Preliminary findings revealed a decrease in tumor burden and a positive impact on
quality of life in patients (n = 3) who received three cycles of 212Pb-octreotate at the highest dose, specifically
at 67.6 mCI/kg for three cycles. Partial response with 73%, 71%, and 33% decrease
in size of the index lesions, respectively, was based on the RECIST 1.1 criteria.

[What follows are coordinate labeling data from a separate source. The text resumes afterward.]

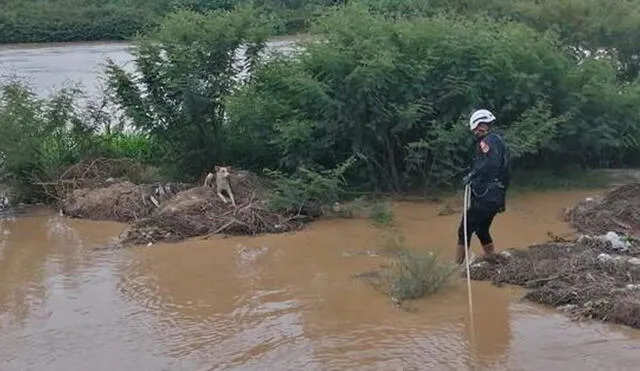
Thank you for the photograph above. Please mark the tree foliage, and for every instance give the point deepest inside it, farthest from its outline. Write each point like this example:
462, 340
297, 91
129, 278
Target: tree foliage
185, 70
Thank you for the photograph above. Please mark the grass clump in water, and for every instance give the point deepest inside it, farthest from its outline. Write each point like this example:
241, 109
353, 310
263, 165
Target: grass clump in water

68Ga DOTATATE PET/CT revealed almost a complete response in two patients and a partial
response in the third. No clinically significant drug-related hematological and renal
toxicity was encountered. Results of this study are promising, and further long-term
studies are required to further assess the therapeutic efficacy and safety profile
of 212Pb-octreotate.
Adverse events related to targeted alpha particle therapy
Severe clinical adverse events such as hepatotoxicity, nephrotoxicity, and myelodysplasia
have not been found to be the dominant adverse events experienced by patients who
underwent TAT according to the reviewed studies. Kratochwil et al . reported a single case of myelodysplastic syndrome which progressed to AML 24 months
following the last treatment of intra-arterial 213Bi-DOTATOC (a total of 5 cycles
which is equivalent to 16.0 GBq); however, the occurrence of myelodysplasia may have
been confounded by prior intra-arterial PRRT with beta emitters (90Y and 177Lu).[[23 ]] Other reported adverse events across the studies include loss of appetite, nausea,
vomiting, gastritis, and chronic anemia.
Conclusion
Currently, there is limited published data on the safety and efficacy of TAT in the
treatment of NENs. However, TAT remains a promising treatment option for metastatic
and treatment-resistant NEN. 225Ac-DOTATATE has been shown to be effective in the
treatment of metastatic NEN with minimal clinically significant adverse events. Further
long-term randomized controlled trials are needed to assess the treatment outcome,
adverse events, and placement of TAT in the overall treatment algorithm for NENs.